Computer system 700 also includes a memory 704 coupled to bus 710. The memory 704, such as a random access memory (RAM) or other dynamic storage device, stores information including processor instructions for providing generation of a collaborative playlist. Dynamic memory allows information stored therein to be changed by the computer system 700. RAM allows a unit of information stored at a location called a memory address to be stored and retrieved independently of information at neighboring addresses. The memory 704 is also used by the processor 702 to store temporary values during execution of processor instructions. The computer system 700 also includes a read only memory (ROM) 706 or other static storage device coupled to the bus 710 for storing static information, including instructions, that is not changed by the computer system 700. Some memory is composed of volatile storage that loses the information stored thereon when power is lost. Also coupled to bus 710 is a non-volatile (persistent) storage device 708, such as a magnetic disk, optical disk or flash card, for storing information, including instructions, that persists even when the computer system 700 is turned off or otherwise loses power.

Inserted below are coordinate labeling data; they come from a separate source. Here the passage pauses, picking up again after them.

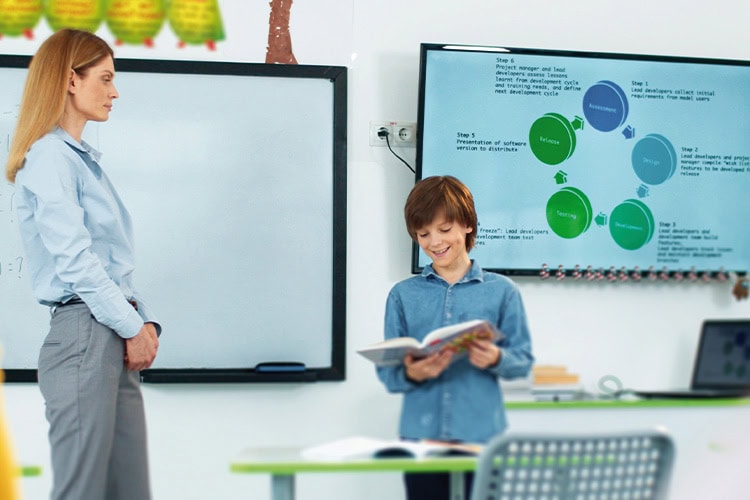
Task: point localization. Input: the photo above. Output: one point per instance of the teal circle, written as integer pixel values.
(654, 159)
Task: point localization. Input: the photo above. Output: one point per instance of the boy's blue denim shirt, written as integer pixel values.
(464, 403)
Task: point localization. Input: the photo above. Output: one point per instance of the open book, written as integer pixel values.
(358, 447)
(457, 337)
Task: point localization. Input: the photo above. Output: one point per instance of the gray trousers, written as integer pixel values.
(95, 410)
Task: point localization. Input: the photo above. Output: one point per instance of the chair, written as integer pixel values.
(631, 465)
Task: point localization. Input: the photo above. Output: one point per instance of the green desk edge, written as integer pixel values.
(622, 403)
(30, 470)
(456, 464)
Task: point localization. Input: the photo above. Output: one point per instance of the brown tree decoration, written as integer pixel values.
(279, 49)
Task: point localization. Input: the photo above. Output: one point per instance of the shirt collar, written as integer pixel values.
(82, 146)
(474, 273)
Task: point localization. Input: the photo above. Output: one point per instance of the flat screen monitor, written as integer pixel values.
(592, 161)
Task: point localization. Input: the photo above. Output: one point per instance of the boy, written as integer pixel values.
(459, 402)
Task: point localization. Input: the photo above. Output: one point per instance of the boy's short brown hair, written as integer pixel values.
(440, 194)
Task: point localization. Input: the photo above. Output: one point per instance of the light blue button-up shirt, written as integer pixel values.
(77, 235)
(464, 403)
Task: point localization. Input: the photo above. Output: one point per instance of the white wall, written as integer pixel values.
(643, 333)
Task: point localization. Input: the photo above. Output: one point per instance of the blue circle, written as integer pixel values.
(605, 106)
(654, 159)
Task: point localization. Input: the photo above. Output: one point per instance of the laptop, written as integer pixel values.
(722, 363)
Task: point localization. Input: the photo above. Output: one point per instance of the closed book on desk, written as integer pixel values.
(455, 338)
(359, 447)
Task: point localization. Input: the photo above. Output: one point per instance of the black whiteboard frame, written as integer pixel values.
(713, 274)
(337, 75)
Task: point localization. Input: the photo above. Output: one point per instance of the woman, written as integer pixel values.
(78, 242)
(443, 400)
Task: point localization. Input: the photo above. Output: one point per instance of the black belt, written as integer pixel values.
(79, 300)
(70, 302)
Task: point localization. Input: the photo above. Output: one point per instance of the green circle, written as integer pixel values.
(552, 139)
(631, 224)
(569, 212)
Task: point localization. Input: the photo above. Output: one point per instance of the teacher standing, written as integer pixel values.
(78, 242)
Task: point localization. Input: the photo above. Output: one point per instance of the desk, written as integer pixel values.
(29, 470)
(284, 463)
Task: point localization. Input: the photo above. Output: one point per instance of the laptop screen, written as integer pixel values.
(723, 357)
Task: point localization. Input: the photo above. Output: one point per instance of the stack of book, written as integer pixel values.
(555, 383)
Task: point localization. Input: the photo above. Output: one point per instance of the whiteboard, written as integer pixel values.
(235, 175)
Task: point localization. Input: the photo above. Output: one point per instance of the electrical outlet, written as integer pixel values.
(405, 134)
(400, 134)
(375, 128)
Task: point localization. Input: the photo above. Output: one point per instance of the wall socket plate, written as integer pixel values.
(400, 134)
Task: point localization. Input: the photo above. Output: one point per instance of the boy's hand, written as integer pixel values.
(484, 353)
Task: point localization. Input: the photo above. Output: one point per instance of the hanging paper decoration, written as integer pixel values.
(84, 15)
(135, 22)
(19, 17)
(196, 22)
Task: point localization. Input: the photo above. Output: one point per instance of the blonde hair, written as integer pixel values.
(46, 89)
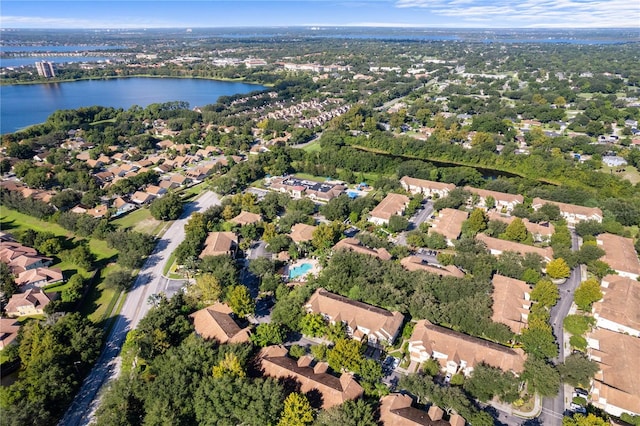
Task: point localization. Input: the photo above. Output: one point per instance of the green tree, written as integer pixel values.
(313, 325)
(168, 207)
(587, 293)
(541, 377)
(537, 339)
(546, 293)
(558, 268)
(582, 420)
(517, 231)
(228, 367)
(577, 370)
(240, 301)
(349, 413)
(346, 354)
(268, 334)
(476, 223)
(398, 223)
(297, 411)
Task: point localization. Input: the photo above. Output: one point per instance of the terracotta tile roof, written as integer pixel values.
(543, 229)
(408, 182)
(510, 306)
(619, 379)
(621, 301)
(373, 321)
(246, 218)
(354, 245)
(8, 331)
(334, 390)
(302, 232)
(498, 196)
(571, 209)
(620, 254)
(415, 263)
(457, 346)
(392, 204)
(39, 276)
(498, 246)
(215, 322)
(218, 243)
(449, 223)
(396, 410)
(31, 301)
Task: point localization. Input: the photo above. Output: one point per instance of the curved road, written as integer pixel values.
(149, 281)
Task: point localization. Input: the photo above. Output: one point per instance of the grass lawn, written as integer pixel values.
(627, 172)
(13, 220)
(307, 176)
(141, 221)
(313, 146)
(100, 300)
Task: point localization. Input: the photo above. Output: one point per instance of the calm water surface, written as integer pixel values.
(25, 105)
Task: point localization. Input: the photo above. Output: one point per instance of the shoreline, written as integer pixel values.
(114, 77)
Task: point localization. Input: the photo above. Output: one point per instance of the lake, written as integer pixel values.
(25, 105)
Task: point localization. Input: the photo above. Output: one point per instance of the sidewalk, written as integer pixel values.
(508, 408)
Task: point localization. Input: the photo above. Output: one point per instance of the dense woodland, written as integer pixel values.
(473, 98)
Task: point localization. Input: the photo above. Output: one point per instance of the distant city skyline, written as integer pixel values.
(118, 14)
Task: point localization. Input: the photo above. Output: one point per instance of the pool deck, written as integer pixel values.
(315, 269)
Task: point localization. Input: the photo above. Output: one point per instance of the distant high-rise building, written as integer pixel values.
(45, 69)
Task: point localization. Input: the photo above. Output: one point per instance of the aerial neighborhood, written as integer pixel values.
(399, 233)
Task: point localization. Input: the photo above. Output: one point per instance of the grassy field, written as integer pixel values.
(16, 221)
(141, 221)
(625, 172)
(313, 146)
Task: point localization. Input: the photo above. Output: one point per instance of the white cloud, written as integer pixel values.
(535, 13)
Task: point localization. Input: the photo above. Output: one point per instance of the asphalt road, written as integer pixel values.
(553, 408)
(149, 281)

Information, including instructions for providing generation of a collaborative playlist, is provided to the bus 710 for use by the processor from an external input device 712, such as a keyboard containing alphanumeric keys operated by a human user, or a sensor. A sensor detects conditions in its vicinity and transforms those detections into physical expression compatible with the measurable phenomenon used to represent information in computer system 700. Other external devices coupled to bus 710, used primarily for interacting with humans, include a display device 714, such as a cathode ray tube (CRT) or a liquid crystal display (LCD), or plasma screen or printer for presenting text or images, and a pointing device 716, such as a mouse or a trackball or cursor direction keys, or motion sensor, for controlling a position of a small cursor image presented on the display 714 and issuing commands associated with graphical elements presented on the display 714. In some embodiments, for example, in embodiments in which the computer system 700 performs all functions automatically without human input, one or more of external input device 712, display device 714 and pointing device 716 is omitted.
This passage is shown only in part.